Yamana Stock- Gold miners eye London, New York listings as Toronto loses shine
TORONTO/JOHANNESBURG (Reuters) – Gold miners in Canada keen to tap new investors are eyeing secondary listings in London and New York, underscoring pent-up demand for the precious metal from generalist funds.
That has fuelled a cash surge for miners, who have hiked dividends and pledged cost discipline to broaden their appeal beyond a shrinking pool of resource-only investors.
A listing in New York or London opens the door for miners’ shares to be included in many more exchange-traded funds (ETFs) – guaranteeing substantial liquidity and broadening their investor basis further.
“There is a lot of dumb money sloshing around in London in the mining space, and the gold miners want to soak it up,” said Henry Steel, London-based portfolio manager at Odey Asset Management, which manages $4.9 billion.
That would help plug a large gap here in the London market left by Barrick Gold‘s 2018 tie-up with Randgold Resources, which had been listed in London. Mining company listings in London have slowed in recent years.

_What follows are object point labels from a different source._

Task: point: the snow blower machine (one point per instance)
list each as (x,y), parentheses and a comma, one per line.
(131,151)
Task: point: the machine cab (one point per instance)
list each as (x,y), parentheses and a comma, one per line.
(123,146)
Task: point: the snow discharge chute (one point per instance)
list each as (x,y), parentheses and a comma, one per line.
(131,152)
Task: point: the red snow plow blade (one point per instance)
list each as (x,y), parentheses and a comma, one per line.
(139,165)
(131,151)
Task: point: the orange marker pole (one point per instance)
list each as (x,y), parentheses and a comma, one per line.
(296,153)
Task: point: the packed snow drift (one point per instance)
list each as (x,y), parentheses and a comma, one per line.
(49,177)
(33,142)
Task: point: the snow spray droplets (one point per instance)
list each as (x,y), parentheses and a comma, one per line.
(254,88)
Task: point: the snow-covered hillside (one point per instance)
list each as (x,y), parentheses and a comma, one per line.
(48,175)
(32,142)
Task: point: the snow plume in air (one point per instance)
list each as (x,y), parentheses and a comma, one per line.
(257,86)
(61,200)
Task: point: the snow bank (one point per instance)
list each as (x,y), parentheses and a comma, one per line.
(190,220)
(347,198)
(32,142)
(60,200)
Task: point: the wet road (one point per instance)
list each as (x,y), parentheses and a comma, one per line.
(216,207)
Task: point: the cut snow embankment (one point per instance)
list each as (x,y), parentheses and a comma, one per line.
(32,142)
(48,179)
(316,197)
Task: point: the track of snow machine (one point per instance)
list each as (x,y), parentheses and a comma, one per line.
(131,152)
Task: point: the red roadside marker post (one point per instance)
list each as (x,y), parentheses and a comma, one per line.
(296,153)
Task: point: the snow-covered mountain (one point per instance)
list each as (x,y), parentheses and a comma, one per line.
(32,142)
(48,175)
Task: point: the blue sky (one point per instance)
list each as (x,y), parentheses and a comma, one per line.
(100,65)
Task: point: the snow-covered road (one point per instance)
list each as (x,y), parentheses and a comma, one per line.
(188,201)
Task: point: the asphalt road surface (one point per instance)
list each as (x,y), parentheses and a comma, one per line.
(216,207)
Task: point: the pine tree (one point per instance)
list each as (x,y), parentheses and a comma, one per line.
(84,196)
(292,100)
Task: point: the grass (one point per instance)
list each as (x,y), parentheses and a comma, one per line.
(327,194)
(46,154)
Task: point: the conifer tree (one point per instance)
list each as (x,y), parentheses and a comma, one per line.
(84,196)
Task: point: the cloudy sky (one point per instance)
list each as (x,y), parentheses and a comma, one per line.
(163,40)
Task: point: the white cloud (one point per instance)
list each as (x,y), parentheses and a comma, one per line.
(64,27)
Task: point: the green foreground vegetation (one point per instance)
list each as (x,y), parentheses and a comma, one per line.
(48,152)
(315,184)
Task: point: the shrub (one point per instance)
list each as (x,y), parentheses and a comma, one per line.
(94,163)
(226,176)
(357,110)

GRAPHIC-Mining IPOs on the London market
Canada’s Yamana Gold Inc and Endeavour Mining are among those weighing secondary listings.
Nearly half of global public mining companies are listed on the Toronto Stock Exchange and TSX Venture Exchange, owner TMX Group said.
But the number of mining IPOs and new issues in Toronto has fallen since 2018, indicating the market is losing some luster.
GRAPHIC-Toronto losing its shine for mining companies
In July, Yamana said it had applied for a secondary listing on the London Stock Exchange (LSE), which it said lacked sizeable pure-play gold producers with annual production of 1 million ounces or more.
There is “a good hand-to-glove fit of what is being looked for by investors and what we can offer,” said Peter Marrone, executive chairman of Yamana, in an interview.
Toronto-listed Endeavour said it would decide by year-end whether to pursue a secondary listing in either London or New York after completing its acquisition of rival Semafo.
The company’s management is London-based, making it a “natural landing for us,” Chief Executive Sébastien de Montessus said on a call.
London investors have more risk appetite and are more comfortable with the complexities of African mining jurisdictions than in Toronto or New York, said a Johannesburg-based banker. Endeavour mines in Mali and Burkina Faso.
“That’s an unquantifiable aspect that I think is driving London,” he said, declining to be named. Greenland-focused gold exploration firm AEX Gold listed on AIM, the LSE’s small company sub-market, on July 31.
“There’s definitely room for more,” said Paul Jourdan, CEO of Amati Global Investors in Edinburgh, which holds a 6.9% stake in AEX Gold.
“What AEX shows is that there is appetite in the London market, even for something early stage like that.”